グレイトフル・デッドにマーケティングを学ぶ

デイヴィッド・ミーアマン・スコット、ブライアン・ハリガン、渡辺由佳・訳、日経BP社

2016.6.20  10:15 am

 米国のロックバンド「グレイトフル・デッド」の活動を通して、マーケティングを論じた書。例えばグレイトフル・デッドは、40年以上前から自分たちの音楽を無料で開放している。その結果、たくさんのファンが賛同を示しコミュニティが形成され、ライブとその関連ビジネスで大きな市場を生み出した。いまでいう「シェア」「フリー」「ソーシャルメディア」の先駆け的な存在である。開放が売り上げに悪影響を与えるという考え方が主流だった時代だけに先進性がよく分かる。今どきのマーケティングを具体的に知りたい方にお薦めの1冊である。

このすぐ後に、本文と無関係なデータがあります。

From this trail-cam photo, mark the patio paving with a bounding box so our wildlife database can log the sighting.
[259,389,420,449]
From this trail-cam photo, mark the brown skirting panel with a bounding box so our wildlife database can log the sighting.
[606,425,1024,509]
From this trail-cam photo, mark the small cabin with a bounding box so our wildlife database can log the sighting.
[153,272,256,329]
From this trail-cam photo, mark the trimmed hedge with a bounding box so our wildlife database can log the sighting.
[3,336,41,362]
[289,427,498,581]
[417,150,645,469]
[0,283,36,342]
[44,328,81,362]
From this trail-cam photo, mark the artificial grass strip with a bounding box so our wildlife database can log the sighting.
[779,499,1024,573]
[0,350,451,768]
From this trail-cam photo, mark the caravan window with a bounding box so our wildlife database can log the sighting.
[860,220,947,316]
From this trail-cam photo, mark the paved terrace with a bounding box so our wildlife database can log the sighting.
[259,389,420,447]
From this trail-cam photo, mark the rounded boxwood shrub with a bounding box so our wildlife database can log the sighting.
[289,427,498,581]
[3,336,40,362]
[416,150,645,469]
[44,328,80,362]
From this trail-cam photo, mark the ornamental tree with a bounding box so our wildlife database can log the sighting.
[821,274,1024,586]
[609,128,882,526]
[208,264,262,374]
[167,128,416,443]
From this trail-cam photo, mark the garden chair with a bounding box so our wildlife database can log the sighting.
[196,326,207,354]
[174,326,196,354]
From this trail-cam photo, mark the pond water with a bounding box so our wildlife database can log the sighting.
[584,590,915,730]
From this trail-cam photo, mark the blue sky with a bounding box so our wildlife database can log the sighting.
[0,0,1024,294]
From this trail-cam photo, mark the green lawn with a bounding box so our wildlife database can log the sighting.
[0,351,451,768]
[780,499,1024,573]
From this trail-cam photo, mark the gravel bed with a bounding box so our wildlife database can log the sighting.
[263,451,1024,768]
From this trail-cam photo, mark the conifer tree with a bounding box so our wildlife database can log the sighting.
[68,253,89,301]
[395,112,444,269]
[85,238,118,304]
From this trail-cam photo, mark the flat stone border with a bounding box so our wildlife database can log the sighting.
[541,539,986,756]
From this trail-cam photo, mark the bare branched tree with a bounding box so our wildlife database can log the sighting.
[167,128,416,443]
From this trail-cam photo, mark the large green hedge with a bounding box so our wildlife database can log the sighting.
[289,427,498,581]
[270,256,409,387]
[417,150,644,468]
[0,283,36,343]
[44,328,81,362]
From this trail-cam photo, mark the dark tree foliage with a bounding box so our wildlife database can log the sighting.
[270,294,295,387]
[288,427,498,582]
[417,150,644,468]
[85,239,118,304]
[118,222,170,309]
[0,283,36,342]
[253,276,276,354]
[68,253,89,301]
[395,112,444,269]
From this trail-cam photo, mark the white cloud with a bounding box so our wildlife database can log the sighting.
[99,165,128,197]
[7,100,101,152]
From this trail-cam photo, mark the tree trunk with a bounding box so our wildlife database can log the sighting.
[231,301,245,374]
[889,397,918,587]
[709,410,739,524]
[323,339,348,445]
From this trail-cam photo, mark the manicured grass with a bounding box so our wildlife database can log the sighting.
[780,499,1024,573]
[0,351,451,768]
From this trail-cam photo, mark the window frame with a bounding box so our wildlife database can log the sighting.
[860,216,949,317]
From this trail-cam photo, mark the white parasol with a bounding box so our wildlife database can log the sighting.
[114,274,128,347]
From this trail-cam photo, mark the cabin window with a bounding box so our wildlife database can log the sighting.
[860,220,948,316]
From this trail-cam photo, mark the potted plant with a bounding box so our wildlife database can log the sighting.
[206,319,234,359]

 本書の特徴はグレイトフル・デッドの活動を紹介したあとで、“ACTION”というスペースを設けてマーケティング的な意味を復習しているところ。マーケティング要諦を改めて知ることができ、初学者にとってはありがたい。装丁が凝っているのも本書での特徴である。評者は電子書籍で読んだが、できれば紙の書籍の方が味わい深く読書をより楽しめるだろう。

書籍情報

グレイトフル・デッドにマーケティングを学ぶ

デイヴィッド・ミーアマン・スコット、ブライアン・ハリガン、渡辺由佳・訳、日経BP社、p.274、¥1836

横田 英史 (yokota@et-lab.biz)

1956年大阪生まれ。1980年京都大学工学部電気工学科卒。1982年京都大学工学研究科修了。
川崎重工業技術開発本部でのエンジニア経験を経て、1986年日経マグロウヒル(現日経BP社)に入社。日経エレクトロニクス記者、同副編集長、BizIT(現ITPro)編集長を経て、2001年11月日経コンピュータ編集長に就任。2003年3月発行人を兼務。
2004年11月、日経バイト発行人兼編集長。その後、日経BP社執行役員を経て、 2013年1月、日経BPコンサルティング取締役、2016年日経BPソリューションズ代表取締役に就任。2018年3月退任。
2018年4月から日経BP社に戻り、 日経BP総合研究所 グリーンテックラボ 主席研究員、2018年10月退社。2018年11月ETラボ代表、2019年6月一般社団法人組込みシステム技術協会(JASA)理事、現在に至る。
記者時代の専門分野は、コンピュータ・アーキテクチャ、コンピュータ・ハードウエア、OS、ハードディスク装置、組込み制御、知的財産権、環境問題など。

*本書評の内容は横田個人の意見であり、所属する企業の見解とは関係がありません。